The 80/20 rule for Drupal web site optimization: little actions and big impacts

Most of us have heard about the 80/20 rule a.k.a. The Pareto Principle. Simply put: 80% of something have just 20% of the reasons. In other words if you address the 20% of the causes, 80% of the symptoms will go away because of that.

Since we do a lot of performance optimization for Drupal sites, we noticed a while back that this rule is true for optimization: there will be a few underlying causes that account for the bulk of the symptoms, whether they are slowness, inability to handle many concurrent users, or poor server resource utilization.

No Measurements

One such case is for a client that we are working with currently.
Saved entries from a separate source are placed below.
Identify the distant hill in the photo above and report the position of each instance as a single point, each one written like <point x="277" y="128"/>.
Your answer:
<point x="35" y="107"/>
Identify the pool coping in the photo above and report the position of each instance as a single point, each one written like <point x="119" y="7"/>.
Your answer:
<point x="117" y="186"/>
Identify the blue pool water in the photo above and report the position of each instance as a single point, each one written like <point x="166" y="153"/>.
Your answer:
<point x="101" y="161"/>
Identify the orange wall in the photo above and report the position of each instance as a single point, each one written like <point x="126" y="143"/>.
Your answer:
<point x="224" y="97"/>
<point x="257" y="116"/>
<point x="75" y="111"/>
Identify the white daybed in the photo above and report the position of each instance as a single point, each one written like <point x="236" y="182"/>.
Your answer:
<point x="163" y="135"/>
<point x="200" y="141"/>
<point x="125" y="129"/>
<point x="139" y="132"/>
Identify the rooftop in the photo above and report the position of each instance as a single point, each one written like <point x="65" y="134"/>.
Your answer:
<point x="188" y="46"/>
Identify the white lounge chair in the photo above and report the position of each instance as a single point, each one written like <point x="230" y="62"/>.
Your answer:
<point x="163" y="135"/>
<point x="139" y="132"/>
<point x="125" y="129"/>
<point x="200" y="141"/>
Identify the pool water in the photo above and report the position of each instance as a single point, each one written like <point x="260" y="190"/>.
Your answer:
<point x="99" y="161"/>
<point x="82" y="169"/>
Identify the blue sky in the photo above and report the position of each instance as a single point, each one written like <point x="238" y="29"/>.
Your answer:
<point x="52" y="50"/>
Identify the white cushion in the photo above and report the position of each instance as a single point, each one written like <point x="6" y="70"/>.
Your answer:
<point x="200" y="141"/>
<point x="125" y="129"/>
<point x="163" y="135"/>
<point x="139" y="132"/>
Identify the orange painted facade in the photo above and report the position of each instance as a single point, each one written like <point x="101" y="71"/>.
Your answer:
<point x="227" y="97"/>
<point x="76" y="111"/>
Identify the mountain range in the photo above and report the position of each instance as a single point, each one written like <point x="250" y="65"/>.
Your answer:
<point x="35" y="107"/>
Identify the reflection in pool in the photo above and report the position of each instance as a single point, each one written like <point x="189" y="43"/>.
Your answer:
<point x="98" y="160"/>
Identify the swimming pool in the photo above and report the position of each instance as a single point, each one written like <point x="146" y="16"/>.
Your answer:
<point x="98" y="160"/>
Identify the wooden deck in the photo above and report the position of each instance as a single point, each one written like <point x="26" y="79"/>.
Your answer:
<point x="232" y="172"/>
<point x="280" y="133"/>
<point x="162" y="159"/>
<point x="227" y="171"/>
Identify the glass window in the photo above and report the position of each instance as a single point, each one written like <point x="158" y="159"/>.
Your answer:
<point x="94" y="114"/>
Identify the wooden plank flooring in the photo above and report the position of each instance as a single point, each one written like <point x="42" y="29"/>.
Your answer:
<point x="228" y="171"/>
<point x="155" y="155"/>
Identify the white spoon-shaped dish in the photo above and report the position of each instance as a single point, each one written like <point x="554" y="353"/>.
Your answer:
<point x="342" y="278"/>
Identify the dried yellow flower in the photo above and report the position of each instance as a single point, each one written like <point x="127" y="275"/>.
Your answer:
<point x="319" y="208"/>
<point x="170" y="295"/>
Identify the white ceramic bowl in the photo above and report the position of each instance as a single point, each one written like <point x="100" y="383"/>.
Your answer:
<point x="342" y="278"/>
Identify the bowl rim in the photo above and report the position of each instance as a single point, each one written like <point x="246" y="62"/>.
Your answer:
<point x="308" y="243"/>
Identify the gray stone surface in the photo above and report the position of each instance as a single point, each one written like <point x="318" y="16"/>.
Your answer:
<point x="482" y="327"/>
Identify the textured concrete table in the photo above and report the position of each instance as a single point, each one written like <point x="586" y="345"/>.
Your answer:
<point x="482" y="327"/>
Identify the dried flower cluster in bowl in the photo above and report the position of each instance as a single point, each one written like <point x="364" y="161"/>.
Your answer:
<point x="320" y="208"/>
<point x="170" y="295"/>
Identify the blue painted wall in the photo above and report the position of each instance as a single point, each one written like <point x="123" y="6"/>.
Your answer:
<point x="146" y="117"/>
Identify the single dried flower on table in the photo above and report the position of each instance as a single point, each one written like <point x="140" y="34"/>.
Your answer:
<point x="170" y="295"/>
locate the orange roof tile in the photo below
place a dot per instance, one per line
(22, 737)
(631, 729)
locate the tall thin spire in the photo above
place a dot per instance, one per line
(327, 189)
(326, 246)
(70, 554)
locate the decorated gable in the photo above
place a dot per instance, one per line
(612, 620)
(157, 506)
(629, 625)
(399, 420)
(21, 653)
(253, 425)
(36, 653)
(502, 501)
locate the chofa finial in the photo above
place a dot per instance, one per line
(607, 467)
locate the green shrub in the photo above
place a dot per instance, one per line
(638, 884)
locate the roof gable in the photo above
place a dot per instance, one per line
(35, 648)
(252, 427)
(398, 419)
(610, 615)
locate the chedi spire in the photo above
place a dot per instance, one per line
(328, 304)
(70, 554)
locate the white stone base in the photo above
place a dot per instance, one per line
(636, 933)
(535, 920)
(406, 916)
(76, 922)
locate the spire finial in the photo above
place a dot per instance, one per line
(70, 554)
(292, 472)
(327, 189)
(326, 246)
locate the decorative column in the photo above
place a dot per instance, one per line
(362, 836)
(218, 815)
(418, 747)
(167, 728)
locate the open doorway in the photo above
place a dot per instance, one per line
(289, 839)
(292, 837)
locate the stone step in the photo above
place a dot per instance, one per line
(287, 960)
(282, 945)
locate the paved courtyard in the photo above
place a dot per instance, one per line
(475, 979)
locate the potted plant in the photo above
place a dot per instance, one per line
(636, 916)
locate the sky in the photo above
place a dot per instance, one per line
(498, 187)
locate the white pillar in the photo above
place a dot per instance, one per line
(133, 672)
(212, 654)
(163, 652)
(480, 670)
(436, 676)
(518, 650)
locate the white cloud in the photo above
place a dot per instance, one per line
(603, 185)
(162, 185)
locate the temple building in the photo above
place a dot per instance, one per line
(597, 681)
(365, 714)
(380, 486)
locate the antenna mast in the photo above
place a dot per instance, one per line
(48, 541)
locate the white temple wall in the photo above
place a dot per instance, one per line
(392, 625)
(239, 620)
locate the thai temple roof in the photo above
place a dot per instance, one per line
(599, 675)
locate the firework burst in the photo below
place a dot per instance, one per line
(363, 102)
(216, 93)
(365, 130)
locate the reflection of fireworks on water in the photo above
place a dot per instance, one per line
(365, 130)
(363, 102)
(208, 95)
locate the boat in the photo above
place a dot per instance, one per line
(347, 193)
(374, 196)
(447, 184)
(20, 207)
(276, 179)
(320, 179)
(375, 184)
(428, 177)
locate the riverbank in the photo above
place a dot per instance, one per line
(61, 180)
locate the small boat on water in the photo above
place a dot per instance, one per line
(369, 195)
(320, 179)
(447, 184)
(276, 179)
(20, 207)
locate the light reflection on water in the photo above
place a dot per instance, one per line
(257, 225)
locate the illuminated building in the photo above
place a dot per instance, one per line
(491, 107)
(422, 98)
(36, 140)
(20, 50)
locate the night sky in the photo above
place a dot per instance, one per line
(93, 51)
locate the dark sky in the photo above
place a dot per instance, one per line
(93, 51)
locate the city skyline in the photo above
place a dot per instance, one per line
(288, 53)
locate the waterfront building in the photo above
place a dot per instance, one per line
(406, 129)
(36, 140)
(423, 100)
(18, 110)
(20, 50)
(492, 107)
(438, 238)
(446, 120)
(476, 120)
They get over 415,000 page views per day and 100,000 visits (both via Google Analytics). They did not have any other server resource measurement tools, nor web server log analysis tools.

So in addition to our Drupal performance assessment, tuning and optimization service, we recommended that we also do Drupal server installtion, configuration and tuning for them. They accepted and we proceeded to configure the new server with an optimized stack at the same hosting company they were using.

Performance Improvements

After we installed our recommended set of software tools, we found that Awstats says that page views are as much as 950,000 per day. We have not seen such high variance from Google Analytics before. Normally that variance is around 20% more for Awstats over Analytics.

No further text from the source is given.